The Bank’s asset base grew by 5.8% (annualized growth of 23.3%) from Rs 1.54 Tn as of 31st December 2023 to Rs 1.63 Tn as of 31st March 2024. This expansion was driven by increased investment in Government debt securities and growth in the loan book. Investments in LKR T-bills

and T-bonds collectively increased by Rs 78 Bn, while investments in US Treasuries rose by Rs 28 Bn (USD 98 Mn) during the period under review. Furthermore, total gross loans also increased by Rs 18 Bn, from Rs 877 Bn as of 31st December 2023 to Rs 895 Bn at the end of the reporting period. LKR- denominated loans increased by Rs 20 Bn, while foreign currency loans declined by Rs 2 Bn due to the appreciation of LKR against the USD during the period.
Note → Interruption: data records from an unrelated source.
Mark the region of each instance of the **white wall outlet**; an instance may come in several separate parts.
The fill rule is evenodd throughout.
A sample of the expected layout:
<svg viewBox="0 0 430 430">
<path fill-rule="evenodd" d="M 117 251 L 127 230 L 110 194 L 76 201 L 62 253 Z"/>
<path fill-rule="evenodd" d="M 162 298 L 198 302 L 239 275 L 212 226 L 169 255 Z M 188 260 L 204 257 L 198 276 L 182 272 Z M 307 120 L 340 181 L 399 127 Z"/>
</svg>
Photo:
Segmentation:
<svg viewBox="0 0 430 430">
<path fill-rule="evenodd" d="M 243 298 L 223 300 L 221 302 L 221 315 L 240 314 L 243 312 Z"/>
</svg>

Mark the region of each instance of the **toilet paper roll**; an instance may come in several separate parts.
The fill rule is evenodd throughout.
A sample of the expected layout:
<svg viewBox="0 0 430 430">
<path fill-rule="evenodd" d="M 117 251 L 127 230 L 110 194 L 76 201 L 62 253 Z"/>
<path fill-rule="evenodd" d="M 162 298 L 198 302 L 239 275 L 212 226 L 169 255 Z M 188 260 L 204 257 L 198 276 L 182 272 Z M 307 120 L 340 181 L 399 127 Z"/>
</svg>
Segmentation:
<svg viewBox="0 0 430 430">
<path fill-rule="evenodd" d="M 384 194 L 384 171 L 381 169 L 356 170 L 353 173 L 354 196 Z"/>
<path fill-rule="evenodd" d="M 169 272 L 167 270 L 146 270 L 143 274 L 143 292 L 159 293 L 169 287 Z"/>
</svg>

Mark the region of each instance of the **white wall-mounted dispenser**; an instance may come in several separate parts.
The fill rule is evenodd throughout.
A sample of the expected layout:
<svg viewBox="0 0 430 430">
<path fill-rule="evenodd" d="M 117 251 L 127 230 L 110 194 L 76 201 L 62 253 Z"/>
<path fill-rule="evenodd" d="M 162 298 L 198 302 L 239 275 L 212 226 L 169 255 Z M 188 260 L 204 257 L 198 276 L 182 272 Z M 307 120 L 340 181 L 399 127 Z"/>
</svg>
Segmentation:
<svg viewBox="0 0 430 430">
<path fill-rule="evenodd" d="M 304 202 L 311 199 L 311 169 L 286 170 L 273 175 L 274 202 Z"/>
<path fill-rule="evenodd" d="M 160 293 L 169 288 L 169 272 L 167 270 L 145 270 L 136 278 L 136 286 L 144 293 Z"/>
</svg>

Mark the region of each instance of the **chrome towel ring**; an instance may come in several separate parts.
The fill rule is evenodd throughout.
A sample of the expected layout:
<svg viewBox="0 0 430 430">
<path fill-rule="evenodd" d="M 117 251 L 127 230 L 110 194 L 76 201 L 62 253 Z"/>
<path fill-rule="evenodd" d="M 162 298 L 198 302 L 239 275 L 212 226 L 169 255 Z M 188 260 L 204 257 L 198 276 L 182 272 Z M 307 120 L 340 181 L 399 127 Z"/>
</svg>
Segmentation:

Total liabilities grew by 6.5% (annualized growth of 26.1%), primarily driven by the expansion of the Bank’s deposit base, which increased from Rs 1,264.5 Bn at the end of 2023 to Rs 1,331.2 Bn as of 31st March 2024. As of the reporting date, the Bank’s CASA ratio stood at 33.6%, reflecting a slight improvement compared to 33.4% at the end of the previous year. The Bank redeemed debentures issued in 2019, amounting to Rs 7.0 Bn, upon maturity during February 2024.


At the Annual General Meeting held on 28th March 2024, the shareholders of Sampath Bank approved a first and final Cash Dividend of Rs 5.85 per share for the financial year 2023. In the 1Q 2024 Financial Statements, the Bank made a provision of Rs 6.9 Bn to facilitate the payment of the approved final dividend to its shareholders.